I'm not sure, maybe it is possible to automatically resume the transfer descriptor as soon as the transfer is complete... in this way you will have a circular buffer managed by DMA without any CPU intervention.
>> Maybe I have to configure the DMA for a transaction with a byte count >> equals to the size of the FIFO buffer. When the last byte is received, >> the transaction ends and an interrupt could be raises (if correctly >> configured). In the relevant ISR, a new DMA transaction could be >> started (with the destination memory address equals to the beginning of >> the FIFO buffer). > > That sounds about right. > > Depending on the type of communication you are expecting, and the > resources you have, it might be possible to simply have a large enough > buffer to support all legal incoming packets. > >> >> Another issue is how the application (background) could know how many >> bytes are present in the FIFO buffer so it can pop and process them as >> it wants. > > Again, I don't know Atmel's DMA engine, but usually there are values you > can read (byte count, current destination pointer, etc.) that will help > here.
I see.
> And you also want to check if you really /need/ the DMA here. If the > processor is not overloaded, an ISR can be simpler and easier - and > often it does not matter if that "wastes" a few percent of your cpu > capacity. DMA on transmit is often very simple, but for receive the > complications of timings and timeouts can make the DMA less of a win.
What do you mean with "timings" and "timeouts"? I think those complications must be implemented even with the "simple" ISR-only approach.
On 22/08/16 14:49, pozz wrote:
> Il 22/08/2016 13:29, David Brown ha scritto:
>> And you also want to check if you really /need/ the DMA here. If the >> processor is not overloaded, an ISR can be simpler and easier - and >> often it does not matter if that "wastes" a few percent of your cpu >> capacity. DMA on transmit is often very simple, but for receive the >> complications of timings and timeouts can make the DMA less of a win. > > What do you mean with "timings" and "timeouts"? I think those > complications must be implemented even with the "simple" ISR-only approach. >
Indeed they do need to be implemented in the ISR-only approach - but then you have fewer bits that need to interact. For example, if you have an incoming telegram and you want to react quickly when it has been completely received, an ISR can give you that easily. When the interrupt for the final character arrives, you trigger your handling action. But if you are using a DMA then it will just be one more character in the buffer - you don't get an interrupt until the buffer is full.
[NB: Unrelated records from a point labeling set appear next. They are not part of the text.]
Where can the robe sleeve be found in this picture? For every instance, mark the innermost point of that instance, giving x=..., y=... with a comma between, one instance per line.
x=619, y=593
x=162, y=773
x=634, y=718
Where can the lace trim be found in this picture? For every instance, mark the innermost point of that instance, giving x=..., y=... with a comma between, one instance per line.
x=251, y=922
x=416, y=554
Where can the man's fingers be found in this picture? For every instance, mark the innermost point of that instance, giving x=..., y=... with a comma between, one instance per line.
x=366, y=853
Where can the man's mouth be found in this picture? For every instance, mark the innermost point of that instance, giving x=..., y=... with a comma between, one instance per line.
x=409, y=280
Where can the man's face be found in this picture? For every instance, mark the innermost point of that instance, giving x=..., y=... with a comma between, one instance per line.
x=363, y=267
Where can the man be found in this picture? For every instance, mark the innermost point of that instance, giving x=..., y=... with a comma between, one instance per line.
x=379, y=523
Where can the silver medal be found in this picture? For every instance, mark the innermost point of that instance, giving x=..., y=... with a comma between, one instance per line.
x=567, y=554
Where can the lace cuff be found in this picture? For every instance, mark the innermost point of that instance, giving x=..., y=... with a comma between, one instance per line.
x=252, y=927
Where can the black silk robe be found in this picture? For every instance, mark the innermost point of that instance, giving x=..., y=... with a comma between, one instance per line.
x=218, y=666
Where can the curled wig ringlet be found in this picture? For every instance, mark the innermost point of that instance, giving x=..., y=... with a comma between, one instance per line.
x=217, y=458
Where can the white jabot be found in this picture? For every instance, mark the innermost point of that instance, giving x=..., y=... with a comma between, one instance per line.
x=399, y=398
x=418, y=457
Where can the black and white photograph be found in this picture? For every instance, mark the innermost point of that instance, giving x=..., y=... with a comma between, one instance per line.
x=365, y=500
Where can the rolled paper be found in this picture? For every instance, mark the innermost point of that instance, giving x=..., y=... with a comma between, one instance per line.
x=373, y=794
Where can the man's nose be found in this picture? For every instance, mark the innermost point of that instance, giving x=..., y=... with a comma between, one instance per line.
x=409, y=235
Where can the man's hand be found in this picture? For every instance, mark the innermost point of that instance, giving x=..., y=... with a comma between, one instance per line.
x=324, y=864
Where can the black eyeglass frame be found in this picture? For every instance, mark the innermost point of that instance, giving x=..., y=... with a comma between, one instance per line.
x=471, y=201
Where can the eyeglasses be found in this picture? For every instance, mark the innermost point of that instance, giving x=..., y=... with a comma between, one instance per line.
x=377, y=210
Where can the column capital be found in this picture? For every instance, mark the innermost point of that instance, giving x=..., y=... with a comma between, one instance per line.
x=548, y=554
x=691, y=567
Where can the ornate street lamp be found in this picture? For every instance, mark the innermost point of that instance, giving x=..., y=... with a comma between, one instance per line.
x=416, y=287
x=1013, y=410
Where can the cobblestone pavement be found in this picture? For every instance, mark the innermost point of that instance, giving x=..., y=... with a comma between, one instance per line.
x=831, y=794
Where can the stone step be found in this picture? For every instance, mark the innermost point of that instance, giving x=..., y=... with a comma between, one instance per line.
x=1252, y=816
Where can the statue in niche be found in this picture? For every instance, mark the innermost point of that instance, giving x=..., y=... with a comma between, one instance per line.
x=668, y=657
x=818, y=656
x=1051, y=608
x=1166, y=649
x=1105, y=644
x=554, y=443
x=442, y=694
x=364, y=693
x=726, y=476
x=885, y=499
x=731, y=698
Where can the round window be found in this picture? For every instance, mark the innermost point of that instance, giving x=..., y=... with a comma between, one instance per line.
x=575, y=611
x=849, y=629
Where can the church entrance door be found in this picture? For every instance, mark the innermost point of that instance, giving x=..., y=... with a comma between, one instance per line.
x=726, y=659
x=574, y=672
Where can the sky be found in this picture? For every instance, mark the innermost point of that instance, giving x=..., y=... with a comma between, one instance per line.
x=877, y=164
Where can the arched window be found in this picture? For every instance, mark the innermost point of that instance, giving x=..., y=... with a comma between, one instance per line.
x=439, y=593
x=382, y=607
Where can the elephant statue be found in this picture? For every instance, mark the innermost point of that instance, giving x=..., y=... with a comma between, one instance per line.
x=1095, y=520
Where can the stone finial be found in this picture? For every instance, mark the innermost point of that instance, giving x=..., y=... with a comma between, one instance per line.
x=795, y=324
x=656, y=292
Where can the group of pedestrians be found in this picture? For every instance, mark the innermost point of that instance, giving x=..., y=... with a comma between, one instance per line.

So you need additional methods, such as timer interrupts, to regularly poll the DMA buffer to see if the final character has come in. So a DMA on receive is good for some things, but adds complications for other tasks. DMA on transmit, however, is usually very simple because you know exactly how much you are sending. It gets "fun" if you want to add to the DMA buffer while the DMA is running - synchronising between DMA and the processor is not always a simple task. It is really easy to make something that works fine most of the time (and during all your testing), yet fails if the DMA triggers half-way through the buffer add function.